On Wednesday night, I was delighted to have the opportunity to attend a New York Philharmonic concert at Lincoln Center. For those of you who have never seen an elite orchestra play live, it is an experience worth having (In addition to NYP, I’ve seen the Boston Symphony Orchestra and LA Philharmonic). Even though you can now get high-quality sound recordings of every piece imaginable from some of the best musicians in the world, there is something magical about seeing the sound emerge live from a hundred instruments working in congress. For me, the most amazing part of seeing an orchestra is watching the strings – I see the bows go up and down in perfect unison, and it makes me think, “Wow, each one of those players is sublimating his impulse to be a soloist in order to be part of something bigger.” It seems as if not every one of those violinists is necessary (since after the first violin, the loudness you get from each additional violin falls off at an exponential rate), but they are necessary for the piece to be played as it was meant to be heard.

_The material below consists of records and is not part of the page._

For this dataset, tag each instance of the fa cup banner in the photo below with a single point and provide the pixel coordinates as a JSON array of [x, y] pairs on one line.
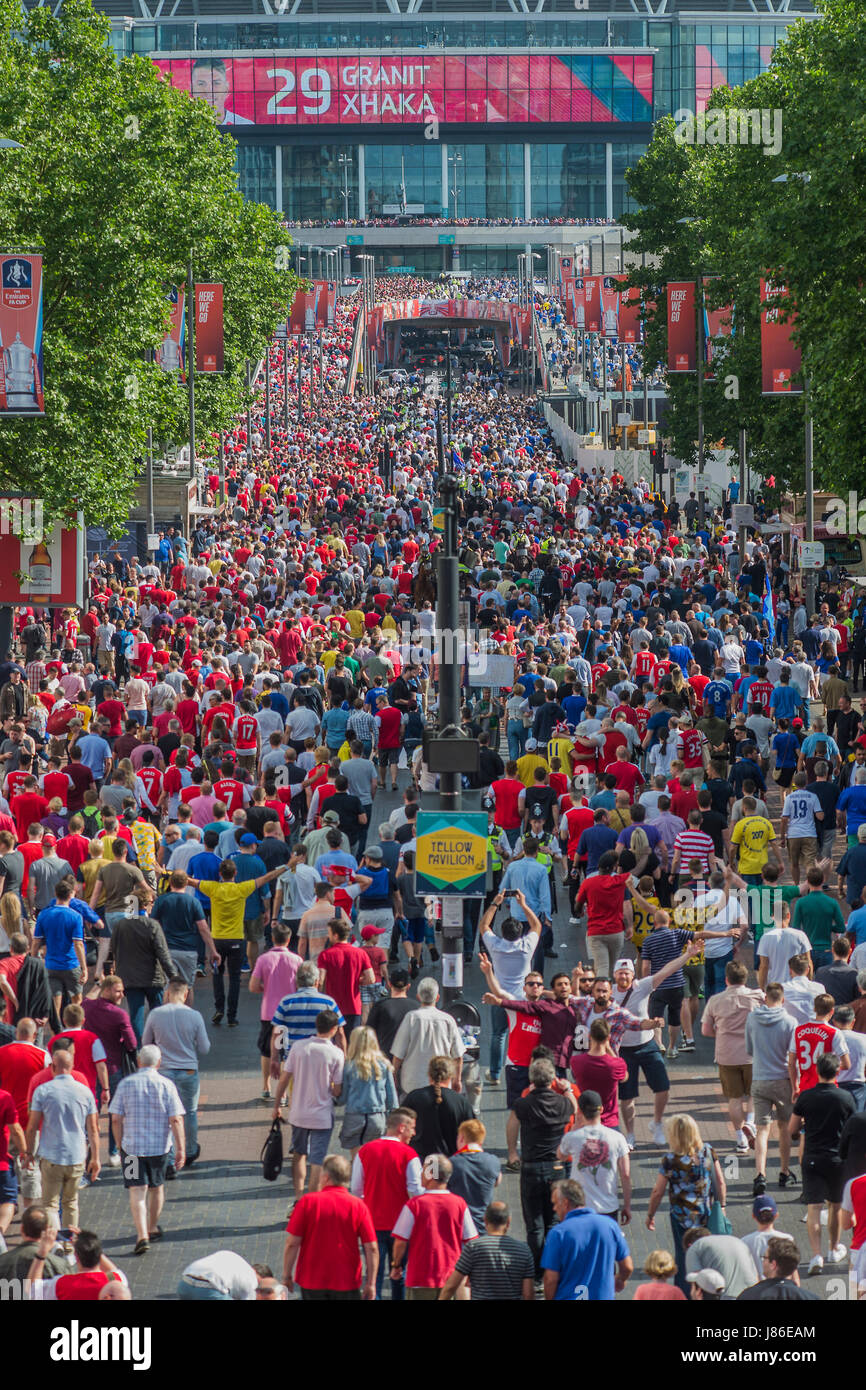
[[210, 342], [21, 378]]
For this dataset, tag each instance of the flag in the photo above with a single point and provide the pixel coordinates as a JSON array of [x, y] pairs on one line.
[[768, 608]]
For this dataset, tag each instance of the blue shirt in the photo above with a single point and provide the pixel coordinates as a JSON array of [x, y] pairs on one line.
[[534, 883], [584, 1250], [852, 802], [59, 927]]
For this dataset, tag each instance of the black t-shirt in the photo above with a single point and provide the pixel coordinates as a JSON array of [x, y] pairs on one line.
[[437, 1122], [385, 1018], [542, 1123], [777, 1290], [824, 1109]]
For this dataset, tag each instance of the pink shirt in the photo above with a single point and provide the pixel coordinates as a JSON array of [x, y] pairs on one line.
[[277, 970]]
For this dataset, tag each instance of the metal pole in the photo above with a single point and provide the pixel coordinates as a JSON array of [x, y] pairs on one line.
[[809, 578], [267, 398], [191, 370], [701, 350], [249, 414]]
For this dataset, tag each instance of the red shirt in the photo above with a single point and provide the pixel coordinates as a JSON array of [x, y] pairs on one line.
[[506, 791], [330, 1225], [603, 895], [437, 1225], [18, 1062], [345, 966], [385, 1164]]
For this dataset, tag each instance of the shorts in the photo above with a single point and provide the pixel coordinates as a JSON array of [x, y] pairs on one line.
[[64, 980], [359, 1129], [823, 1179], [9, 1186], [648, 1059], [670, 1000], [694, 980], [772, 1100], [186, 965], [516, 1082], [413, 929], [143, 1172], [253, 929], [312, 1144], [736, 1080], [263, 1041]]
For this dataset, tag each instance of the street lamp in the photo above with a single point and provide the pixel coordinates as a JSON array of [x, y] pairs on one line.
[[455, 160]]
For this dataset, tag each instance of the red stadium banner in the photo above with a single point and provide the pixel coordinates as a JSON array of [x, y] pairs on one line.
[[681, 327], [387, 89], [210, 341], [780, 357], [21, 375]]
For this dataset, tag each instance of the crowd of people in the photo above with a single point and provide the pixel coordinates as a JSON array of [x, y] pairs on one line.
[[191, 772]]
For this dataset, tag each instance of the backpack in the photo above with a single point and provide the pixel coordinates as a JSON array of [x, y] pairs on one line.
[[271, 1153]]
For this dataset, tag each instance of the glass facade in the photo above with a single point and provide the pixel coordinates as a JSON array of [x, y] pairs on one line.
[[314, 181], [387, 167], [488, 180]]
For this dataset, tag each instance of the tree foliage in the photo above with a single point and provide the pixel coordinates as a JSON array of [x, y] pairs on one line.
[[809, 232], [120, 181]]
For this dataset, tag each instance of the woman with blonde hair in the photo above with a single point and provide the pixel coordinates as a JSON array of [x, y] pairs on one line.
[[692, 1176], [369, 1090]]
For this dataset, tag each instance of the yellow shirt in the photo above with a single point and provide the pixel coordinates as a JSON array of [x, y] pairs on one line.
[[227, 908], [752, 834], [526, 767]]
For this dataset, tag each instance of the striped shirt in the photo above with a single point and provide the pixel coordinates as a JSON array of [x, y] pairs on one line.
[[298, 1012], [694, 844]]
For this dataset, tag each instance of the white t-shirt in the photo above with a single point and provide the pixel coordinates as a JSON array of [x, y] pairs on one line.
[[779, 945], [799, 808], [595, 1151]]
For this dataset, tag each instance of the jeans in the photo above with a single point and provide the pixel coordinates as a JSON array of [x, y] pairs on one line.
[[231, 955], [606, 951], [136, 998], [499, 1037], [188, 1090], [713, 980], [398, 1286], [537, 1207], [516, 736]]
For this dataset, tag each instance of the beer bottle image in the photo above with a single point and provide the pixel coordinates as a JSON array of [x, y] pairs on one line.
[[39, 569]]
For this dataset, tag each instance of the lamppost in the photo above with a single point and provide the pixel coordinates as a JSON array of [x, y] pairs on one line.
[[455, 160], [809, 580]]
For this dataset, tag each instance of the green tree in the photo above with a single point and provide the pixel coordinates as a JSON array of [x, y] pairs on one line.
[[120, 181], [811, 232]]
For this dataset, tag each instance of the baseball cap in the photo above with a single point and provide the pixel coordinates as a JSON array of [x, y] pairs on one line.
[[765, 1205], [706, 1279]]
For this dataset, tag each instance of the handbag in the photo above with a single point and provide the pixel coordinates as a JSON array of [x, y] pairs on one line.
[[716, 1222], [271, 1153]]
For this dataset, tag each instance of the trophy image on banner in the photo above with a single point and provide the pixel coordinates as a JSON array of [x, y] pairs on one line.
[[21, 388]]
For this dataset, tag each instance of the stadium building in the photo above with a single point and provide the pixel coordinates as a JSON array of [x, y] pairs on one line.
[[377, 110]]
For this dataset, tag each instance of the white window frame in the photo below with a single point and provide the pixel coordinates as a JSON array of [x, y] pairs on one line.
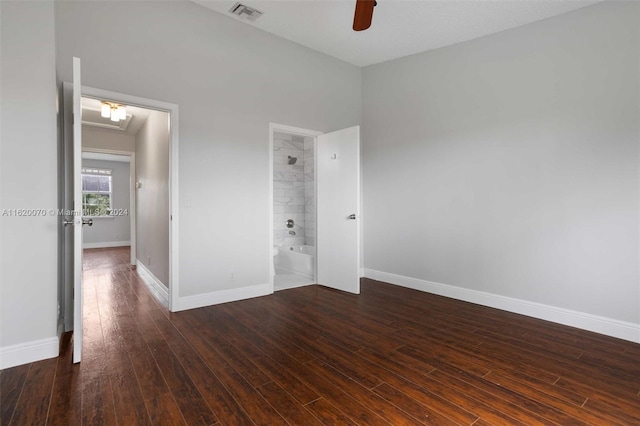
[[98, 172]]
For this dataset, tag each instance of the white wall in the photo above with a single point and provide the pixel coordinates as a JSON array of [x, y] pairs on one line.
[[152, 198], [113, 231], [229, 80], [509, 165], [28, 180], [113, 140]]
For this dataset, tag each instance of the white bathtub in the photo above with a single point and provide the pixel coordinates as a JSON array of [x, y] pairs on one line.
[[299, 260]]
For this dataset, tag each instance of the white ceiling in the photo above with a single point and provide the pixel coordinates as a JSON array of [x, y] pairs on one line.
[[400, 27], [87, 155], [91, 117]]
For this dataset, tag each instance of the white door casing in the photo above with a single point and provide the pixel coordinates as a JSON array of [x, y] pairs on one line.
[[338, 209], [77, 217]]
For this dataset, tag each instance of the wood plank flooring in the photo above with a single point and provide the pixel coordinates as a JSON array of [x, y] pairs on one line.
[[312, 356]]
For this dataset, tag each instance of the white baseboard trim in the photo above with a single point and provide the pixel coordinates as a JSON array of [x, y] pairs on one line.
[[603, 325], [222, 296], [24, 353], [107, 244], [155, 286]]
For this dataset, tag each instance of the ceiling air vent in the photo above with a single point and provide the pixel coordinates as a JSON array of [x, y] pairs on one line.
[[245, 12]]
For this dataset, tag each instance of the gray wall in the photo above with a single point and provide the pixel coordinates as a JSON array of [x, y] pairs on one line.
[[107, 139], [229, 80], [509, 164], [115, 230], [28, 179], [152, 198]]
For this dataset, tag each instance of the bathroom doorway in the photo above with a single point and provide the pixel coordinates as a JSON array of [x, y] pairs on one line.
[[292, 153]]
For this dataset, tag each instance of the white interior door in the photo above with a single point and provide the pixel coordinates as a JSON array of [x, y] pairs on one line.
[[77, 208], [338, 201]]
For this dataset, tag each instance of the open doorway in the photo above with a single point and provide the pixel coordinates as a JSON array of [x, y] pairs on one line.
[[293, 206], [163, 115], [125, 187]]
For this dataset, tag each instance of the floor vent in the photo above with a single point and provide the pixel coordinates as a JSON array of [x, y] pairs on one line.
[[245, 12]]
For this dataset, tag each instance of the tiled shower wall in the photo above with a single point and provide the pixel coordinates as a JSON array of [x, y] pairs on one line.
[[293, 190]]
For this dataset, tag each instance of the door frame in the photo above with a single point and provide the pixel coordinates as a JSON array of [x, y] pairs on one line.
[[132, 192], [275, 127], [174, 218]]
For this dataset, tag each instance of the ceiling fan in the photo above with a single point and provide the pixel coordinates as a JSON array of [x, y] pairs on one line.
[[363, 15]]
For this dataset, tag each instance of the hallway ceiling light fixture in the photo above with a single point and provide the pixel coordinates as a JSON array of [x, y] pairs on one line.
[[115, 112]]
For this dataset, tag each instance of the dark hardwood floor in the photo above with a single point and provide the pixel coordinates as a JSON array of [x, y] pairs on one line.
[[313, 355]]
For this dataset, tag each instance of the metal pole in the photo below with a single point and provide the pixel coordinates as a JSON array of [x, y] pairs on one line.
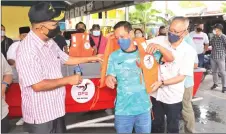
[[90, 122], [126, 13]]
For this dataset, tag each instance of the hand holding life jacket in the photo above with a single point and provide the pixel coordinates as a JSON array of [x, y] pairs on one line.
[[80, 45], [148, 63]]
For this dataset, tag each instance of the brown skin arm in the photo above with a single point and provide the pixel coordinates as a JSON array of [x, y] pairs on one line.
[[66, 50], [51, 84], [206, 47], [79, 60], [11, 62], [8, 79]]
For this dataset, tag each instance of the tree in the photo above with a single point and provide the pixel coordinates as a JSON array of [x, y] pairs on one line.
[[223, 7], [191, 4], [145, 14]]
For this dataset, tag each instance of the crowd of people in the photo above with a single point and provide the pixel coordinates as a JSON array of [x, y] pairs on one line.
[[41, 50]]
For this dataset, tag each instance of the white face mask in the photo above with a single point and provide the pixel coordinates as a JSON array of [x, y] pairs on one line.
[[2, 33], [139, 35]]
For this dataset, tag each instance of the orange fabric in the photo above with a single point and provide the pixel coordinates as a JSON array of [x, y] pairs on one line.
[[150, 74], [80, 46], [112, 45]]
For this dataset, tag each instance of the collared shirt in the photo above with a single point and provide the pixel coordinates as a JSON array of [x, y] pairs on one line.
[[37, 60], [218, 44], [11, 53], [6, 70], [183, 64], [132, 98]]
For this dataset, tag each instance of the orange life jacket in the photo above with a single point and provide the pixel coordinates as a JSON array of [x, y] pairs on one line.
[[80, 45], [148, 64]]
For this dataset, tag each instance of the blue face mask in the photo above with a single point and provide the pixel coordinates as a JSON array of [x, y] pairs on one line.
[[124, 43], [173, 38], [96, 33]]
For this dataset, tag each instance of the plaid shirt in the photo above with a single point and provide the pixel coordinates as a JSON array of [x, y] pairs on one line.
[[218, 46]]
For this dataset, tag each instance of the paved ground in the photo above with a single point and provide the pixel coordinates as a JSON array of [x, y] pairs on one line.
[[210, 114]]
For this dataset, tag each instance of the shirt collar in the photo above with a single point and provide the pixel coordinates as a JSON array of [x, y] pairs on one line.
[[40, 43]]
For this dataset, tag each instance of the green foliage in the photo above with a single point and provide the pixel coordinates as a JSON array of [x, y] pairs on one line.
[[191, 4], [144, 14]]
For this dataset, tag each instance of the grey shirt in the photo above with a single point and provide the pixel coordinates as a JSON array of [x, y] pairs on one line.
[[6, 70]]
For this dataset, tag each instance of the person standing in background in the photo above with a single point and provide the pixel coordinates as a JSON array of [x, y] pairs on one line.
[[138, 33], [11, 56], [97, 40], [6, 42], [61, 42], [6, 77], [218, 43], [162, 31], [187, 109], [38, 62], [201, 41]]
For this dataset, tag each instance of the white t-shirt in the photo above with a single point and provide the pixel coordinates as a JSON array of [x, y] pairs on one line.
[[11, 53], [183, 64], [199, 40]]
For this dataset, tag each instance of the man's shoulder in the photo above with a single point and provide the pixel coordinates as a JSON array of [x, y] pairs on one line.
[[115, 53]]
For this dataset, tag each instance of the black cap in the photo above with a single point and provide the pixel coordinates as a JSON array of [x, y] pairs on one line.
[[43, 11], [24, 30], [218, 26]]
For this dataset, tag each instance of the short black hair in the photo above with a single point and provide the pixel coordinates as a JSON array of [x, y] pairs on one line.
[[80, 23], [138, 29], [95, 26], [125, 24], [161, 27]]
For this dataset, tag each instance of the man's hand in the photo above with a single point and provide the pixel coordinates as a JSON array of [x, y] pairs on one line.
[[155, 86], [152, 48], [3, 90], [75, 80], [98, 58], [111, 81]]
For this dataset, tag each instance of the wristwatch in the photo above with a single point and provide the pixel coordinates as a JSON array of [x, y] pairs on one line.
[[5, 83]]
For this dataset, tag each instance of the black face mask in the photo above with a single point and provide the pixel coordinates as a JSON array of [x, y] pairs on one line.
[[81, 30], [53, 32], [199, 29]]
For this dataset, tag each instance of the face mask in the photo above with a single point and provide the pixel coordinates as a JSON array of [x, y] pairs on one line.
[[162, 34], [96, 33], [81, 30], [124, 43], [199, 29], [173, 38], [53, 32], [2, 33]]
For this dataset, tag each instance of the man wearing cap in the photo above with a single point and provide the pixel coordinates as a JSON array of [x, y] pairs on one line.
[[11, 53], [38, 63], [11, 56], [218, 43], [97, 40]]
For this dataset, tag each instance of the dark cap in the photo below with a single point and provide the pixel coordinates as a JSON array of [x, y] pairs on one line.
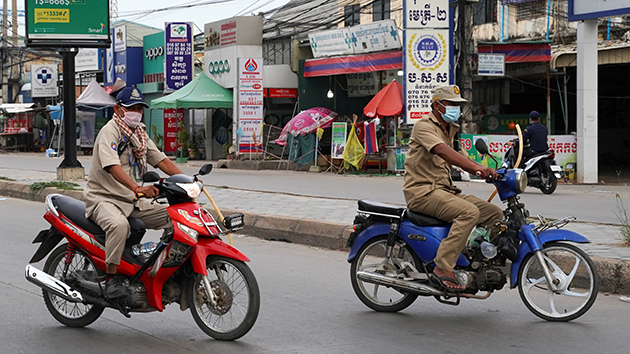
[[130, 96]]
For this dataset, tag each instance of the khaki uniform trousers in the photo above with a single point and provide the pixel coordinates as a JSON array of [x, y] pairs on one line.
[[464, 212], [116, 226]]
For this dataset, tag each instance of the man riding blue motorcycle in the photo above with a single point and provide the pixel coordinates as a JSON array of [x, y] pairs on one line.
[[429, 189]]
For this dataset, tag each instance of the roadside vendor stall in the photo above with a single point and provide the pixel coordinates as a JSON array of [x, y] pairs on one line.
[[16, 125]]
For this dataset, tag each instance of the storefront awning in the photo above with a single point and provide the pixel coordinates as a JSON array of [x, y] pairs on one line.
[[518, 52], [353, 64]]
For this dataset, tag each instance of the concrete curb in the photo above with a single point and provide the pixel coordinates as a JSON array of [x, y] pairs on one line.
[[614, 274]]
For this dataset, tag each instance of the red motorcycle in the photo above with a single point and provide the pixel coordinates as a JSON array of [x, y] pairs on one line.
[[190, 265]]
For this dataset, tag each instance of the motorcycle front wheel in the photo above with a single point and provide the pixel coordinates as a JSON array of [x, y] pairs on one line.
[[369, 258], [71, 314], [578, 283], [237, 302], [548, 181]]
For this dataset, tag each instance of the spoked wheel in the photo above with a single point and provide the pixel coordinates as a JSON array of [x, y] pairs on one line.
[[71, 314], [237, 302], [578, 283], [371, 258], [549, 182]]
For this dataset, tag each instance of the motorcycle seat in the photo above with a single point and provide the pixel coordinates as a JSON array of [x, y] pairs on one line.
[[74, 210], [423, 219], [380, 209]]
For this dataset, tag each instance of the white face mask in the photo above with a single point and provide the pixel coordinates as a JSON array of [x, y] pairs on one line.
[[132, 119]]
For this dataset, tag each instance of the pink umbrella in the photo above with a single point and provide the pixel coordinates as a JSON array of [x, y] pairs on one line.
[[307, 122]]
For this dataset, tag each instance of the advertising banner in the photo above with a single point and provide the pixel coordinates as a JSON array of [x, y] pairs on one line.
[[338, 140], [87, 121], [172, 117], [565, 147], [65, 21], [426, 66], [375, 37], [250, 104], [179, 55], [331, 42], [362, 84], [425, 14], [44, 81]]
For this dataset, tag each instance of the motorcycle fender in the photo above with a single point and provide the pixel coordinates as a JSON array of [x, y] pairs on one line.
[[48, 239], [212, 246], [366, 235], [544, 237]]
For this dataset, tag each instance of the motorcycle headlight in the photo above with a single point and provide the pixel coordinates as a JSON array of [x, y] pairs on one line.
[[520, 180], [188, 231], [192, 189]]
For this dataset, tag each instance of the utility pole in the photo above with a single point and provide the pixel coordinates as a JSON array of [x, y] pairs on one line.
[[3, 53]]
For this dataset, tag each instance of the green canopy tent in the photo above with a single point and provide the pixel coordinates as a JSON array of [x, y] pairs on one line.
[[201, 93]]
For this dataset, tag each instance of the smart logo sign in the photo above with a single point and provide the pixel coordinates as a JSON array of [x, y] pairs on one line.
[[179, 55], [83, 23], [44, 81]]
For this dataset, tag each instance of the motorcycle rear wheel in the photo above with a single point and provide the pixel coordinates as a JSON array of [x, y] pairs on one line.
[[577, 288], [379, 297], [71, 314], [548, 181], [238, 299]]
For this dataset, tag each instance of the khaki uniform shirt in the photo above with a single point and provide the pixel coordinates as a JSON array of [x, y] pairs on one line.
[[101, 185], [426, 171]]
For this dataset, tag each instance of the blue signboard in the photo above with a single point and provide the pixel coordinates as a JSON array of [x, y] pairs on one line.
[[179, 55]]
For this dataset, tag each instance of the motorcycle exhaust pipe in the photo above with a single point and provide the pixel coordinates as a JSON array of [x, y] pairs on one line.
[[398, 284], [49, 283]]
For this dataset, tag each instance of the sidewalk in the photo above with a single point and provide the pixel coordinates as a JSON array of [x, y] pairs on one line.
[[326, 222]]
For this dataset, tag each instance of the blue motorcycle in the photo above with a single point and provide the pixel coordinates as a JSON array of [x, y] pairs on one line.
[[392, 251]]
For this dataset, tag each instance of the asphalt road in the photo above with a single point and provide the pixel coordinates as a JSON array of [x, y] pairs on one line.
[[591, 203], [308, 306]]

The first piece in the program was a well-known one – Tchaikovsky’s “Romeo and Juliet.” I didn’t recognize it at first, but the main melody – which was repeated several times, in slightly different ways – has been played in countless cartoons and commercials. The melody is a symbol of romance. While I enjoyed the piece, it definitely was a safe choice on the part of Alan Gilbert, the conductor and newest music director of the Philharmonic. After this introduction, the piano was moved onto the stage, and Evgeny Kissin emerged from the wings, to much whooping (yes, whooping – even among the old coots in the audience) and applause. Kissin, who is Russian-born, is considered one of the world’s best classical pianists. I had heard his name before the concert, but what I did not know is that he was also a prodigy. He is now 40, but he’s been performing since he was 6, and he’s been internationally famous since the age of 12! Much like Michael Jackson and other child stars, he comes across as a little awkward, and I read that he still lives with his mother and piano teacher. His normal socialization is kind of a necessary casualty of his gift to the musical world…but he seems happy, so it’s fine.
The first piece he played on was a Scriabin piano concerto. Personally, I wasn’t crazy about the piece. I’m sure it was played impeccably, but it was a bit too “modern” for my taste. And at the intermission, I started to ponder, “What exactly makes a ‘great’ classical pianist? What is it about Kissin that sells out shows around the world, year after year?”
But then came the Grieg Piano Concerto. Grieg’s only piano concerto – inspired by Schumann’s – it’s a pretty famous piece in the classical world. Kissin’s rendition of the fast solo piano part in the Allegro movement was breathtaking. And then the adagio – a movement that featured the strings prominently – was incredibly moving. By the end of that piece, we were all on our feet. I already knew that the orchestra was great, but that piece convinced me that Kissin deserved his status. The piano really is like an extension of his body; Evgeny looks so comfortable up on that stage, and when his fingers hit the keys, music just seems to spill out. His technical proficiency is amazing, but even more amazing is the way his fingers seem to sing. Kissin also has an astounding memory for music – he did four encores at the end of the performance (2 Grieg pieces, 2 Scriabins – all lesser-known than those included in the program), and I heard that he once did thirteen!
Seeing an orchestra performance really transports you to the past. You feel as if you were in Mozart’s time, hearing this music for the very first time. Partly because of this old-timey feel, attendance at these concerts gets worse as time goes on. Thankfully, with a music director like Alan Gilbert, and guest pianists like Evgeny Kissin, the New York Philharmonic is giving people reasons to show up.